Text mining, information extraction, in silico experiment, drug discovery, grid computing, DDC: 020 (Library and information sciences)


Purpose: To demonstrate how the information extracted from scientific text can be directly used in support of life science research projects. In modern digital-based research and academic libraries, librarians should be able to support data discovery and organization of digital entities in order to foster research projects effectively; thus we speculate that text mining and knowledge discovery tools could be of great assistance to librarians. Such tools simply enable librarians to overcome increasing complexity in the number as well as contents of scientific literature, especially in the emerging interdisciplinary fields of science. In this paper we present an example of how evidences extracted from scientific literature can be directly integrated into in silico disease models in support of drug discovery projects. Design/methodology/approach: The application of text-mining as well as knowledge discovery tools are explained in the form of a knowledge-based workflow for drug target candidate identification.
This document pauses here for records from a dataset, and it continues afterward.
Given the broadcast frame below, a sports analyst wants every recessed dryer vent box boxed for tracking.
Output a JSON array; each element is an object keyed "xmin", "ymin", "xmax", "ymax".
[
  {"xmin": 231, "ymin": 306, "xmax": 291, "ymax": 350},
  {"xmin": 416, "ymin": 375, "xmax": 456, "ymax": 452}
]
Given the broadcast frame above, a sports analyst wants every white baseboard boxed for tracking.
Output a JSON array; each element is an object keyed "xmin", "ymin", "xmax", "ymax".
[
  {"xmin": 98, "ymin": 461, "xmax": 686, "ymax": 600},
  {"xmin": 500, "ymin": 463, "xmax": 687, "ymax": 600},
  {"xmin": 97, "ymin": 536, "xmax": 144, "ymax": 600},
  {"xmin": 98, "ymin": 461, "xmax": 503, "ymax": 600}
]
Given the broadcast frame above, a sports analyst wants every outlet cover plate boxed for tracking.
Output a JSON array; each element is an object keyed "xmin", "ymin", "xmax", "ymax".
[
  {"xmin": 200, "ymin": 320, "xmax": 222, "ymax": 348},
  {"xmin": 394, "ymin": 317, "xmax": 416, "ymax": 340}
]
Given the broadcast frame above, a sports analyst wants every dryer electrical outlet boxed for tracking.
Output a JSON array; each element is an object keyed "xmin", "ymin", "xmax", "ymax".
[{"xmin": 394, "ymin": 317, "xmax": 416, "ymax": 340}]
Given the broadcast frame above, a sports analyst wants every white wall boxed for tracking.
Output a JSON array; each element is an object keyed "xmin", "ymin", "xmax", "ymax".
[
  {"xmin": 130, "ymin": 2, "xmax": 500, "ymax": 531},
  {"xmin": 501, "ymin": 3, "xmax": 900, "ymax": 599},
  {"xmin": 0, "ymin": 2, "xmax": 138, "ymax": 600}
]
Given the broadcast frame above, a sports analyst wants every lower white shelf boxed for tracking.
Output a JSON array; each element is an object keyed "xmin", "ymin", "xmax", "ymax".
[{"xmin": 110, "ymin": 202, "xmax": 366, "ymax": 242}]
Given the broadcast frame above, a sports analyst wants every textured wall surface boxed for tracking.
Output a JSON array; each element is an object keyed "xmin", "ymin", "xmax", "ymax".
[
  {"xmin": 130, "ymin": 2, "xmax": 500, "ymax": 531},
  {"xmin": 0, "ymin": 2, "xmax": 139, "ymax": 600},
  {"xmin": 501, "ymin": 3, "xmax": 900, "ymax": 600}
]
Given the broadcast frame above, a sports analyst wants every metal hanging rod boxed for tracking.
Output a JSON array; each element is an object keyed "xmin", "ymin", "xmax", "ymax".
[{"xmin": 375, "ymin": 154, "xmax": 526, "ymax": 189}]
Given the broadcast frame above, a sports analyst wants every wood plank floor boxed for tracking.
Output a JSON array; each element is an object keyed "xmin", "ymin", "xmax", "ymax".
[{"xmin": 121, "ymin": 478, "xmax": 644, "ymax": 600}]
Moreover, we propose an in silico experimentation framework for the enhancement of efficiency and productivity in the early steps of the drug discovery workflow. Findings: Our in silico experimentation workflow has been successfully applied to searching for hit and lead compounds in the World-wide In Silico Docking On Malaria (WISDOM) project and to finding novel inhibitor candidates. Practical implications: Direct extraction of biological information from text will ease the task of librarians in managing digital objects and supporting research projects. We expect that textual data will play an increasingly important role in evidence-based approaches taken by biomedical and translational researchers. Originality / value: Our proposed approach provides a practical example for the direct integration of text- and knowledge-based data into life science research projects, with the emphasis on its application by academic and research libraries in support of scientific projects.